By Staff | May 13, 2016

I made a trip to the dentist yesterday to have a tooth that had broken off reattached.

The dentist was able to put the tooth back in place using at least one pin to connect the two pieces plus some cement to help keep everything in place.

I don’t know exactly what he did because I was not able to see.

However, I did feel everything and listened to the dentist and his assistant as they talked back and forth with what tools and anything else they needed.

I have been going to this dentist for about 20 years and I have faith in the quality of his work.

When he had finished and I was getting up from the chair, he told me that he believed the tooth repair would last but there was a chance I could bite on something hard sometime in the future and then the tooth would break.

I told him that as far as he was concerned the tooth only needed to last about another five years because by then he would be retired and the dentist who replaces him would have the problem.

He smiled and said, “In that case, that repair might not need to last five years.”

Apparently, his retirement is coming sooner than the next five years.

I only need the repair to last until I take my final breath. Then I am done needing any dental work ever again.

Considering my 69th birthday is coming next July, I may be down to a few years myself.

Every morning I go online and read the obituaries in my local newspaper.

My name hasn’t appeared yet, but that day is coming. I just don’t know when.

But it does make for some thoughts about leaving this world as I will take with me the same amount of stuff as when I arrived for the most part.

I arrived in this world toothless and thanks to my dentist I will leave with a few teeth and some things that will look like teeth.

I look around me and wonder about all the other stuff I have and ask myself, “How much stuff does a guy need?”

I have my electronic toys, cameras, and books that provide enjoyment each day. They are important to me but I don’t believe my wife or anyone else in my family values them as much as I do.

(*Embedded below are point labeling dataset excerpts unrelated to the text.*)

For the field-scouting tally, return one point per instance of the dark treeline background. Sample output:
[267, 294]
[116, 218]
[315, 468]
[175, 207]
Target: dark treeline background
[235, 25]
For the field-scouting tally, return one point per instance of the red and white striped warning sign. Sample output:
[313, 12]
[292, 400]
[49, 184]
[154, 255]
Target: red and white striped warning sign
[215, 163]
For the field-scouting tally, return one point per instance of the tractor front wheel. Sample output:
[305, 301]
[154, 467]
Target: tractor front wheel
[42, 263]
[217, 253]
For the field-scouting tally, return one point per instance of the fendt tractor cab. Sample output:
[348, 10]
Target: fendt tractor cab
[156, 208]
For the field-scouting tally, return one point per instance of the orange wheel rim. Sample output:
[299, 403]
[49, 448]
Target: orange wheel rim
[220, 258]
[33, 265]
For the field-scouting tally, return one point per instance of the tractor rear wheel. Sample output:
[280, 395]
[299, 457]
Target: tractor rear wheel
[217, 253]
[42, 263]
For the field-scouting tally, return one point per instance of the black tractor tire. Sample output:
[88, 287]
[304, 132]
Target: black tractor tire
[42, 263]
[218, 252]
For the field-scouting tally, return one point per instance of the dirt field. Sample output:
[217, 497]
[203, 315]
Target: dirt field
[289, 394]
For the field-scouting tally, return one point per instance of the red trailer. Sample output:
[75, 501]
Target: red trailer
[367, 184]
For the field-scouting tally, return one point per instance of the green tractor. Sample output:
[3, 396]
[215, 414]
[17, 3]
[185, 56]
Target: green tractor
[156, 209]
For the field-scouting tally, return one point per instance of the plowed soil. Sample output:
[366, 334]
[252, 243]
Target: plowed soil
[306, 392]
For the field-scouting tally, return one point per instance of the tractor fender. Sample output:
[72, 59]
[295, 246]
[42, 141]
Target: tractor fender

My wife has her important things such as her knitting, cookbooks, and electronic goodies, but her knitting needles, yarn, and cookbooks only value to me are sentimental in nature.

I am beginning to understand why people downsize as they realize that those things they worked to accumulate are not as important as they once were.

So, am I ready to start getting rid of things?

No, I am going to hang on to my valuables (valuable to me, anyway) a while longer. I am not through with them yet.

When I am gone, my heirs can pick out what of mine is important to them and everything else will be sold or disposed.

And I do want to meet my dentist’s replacement.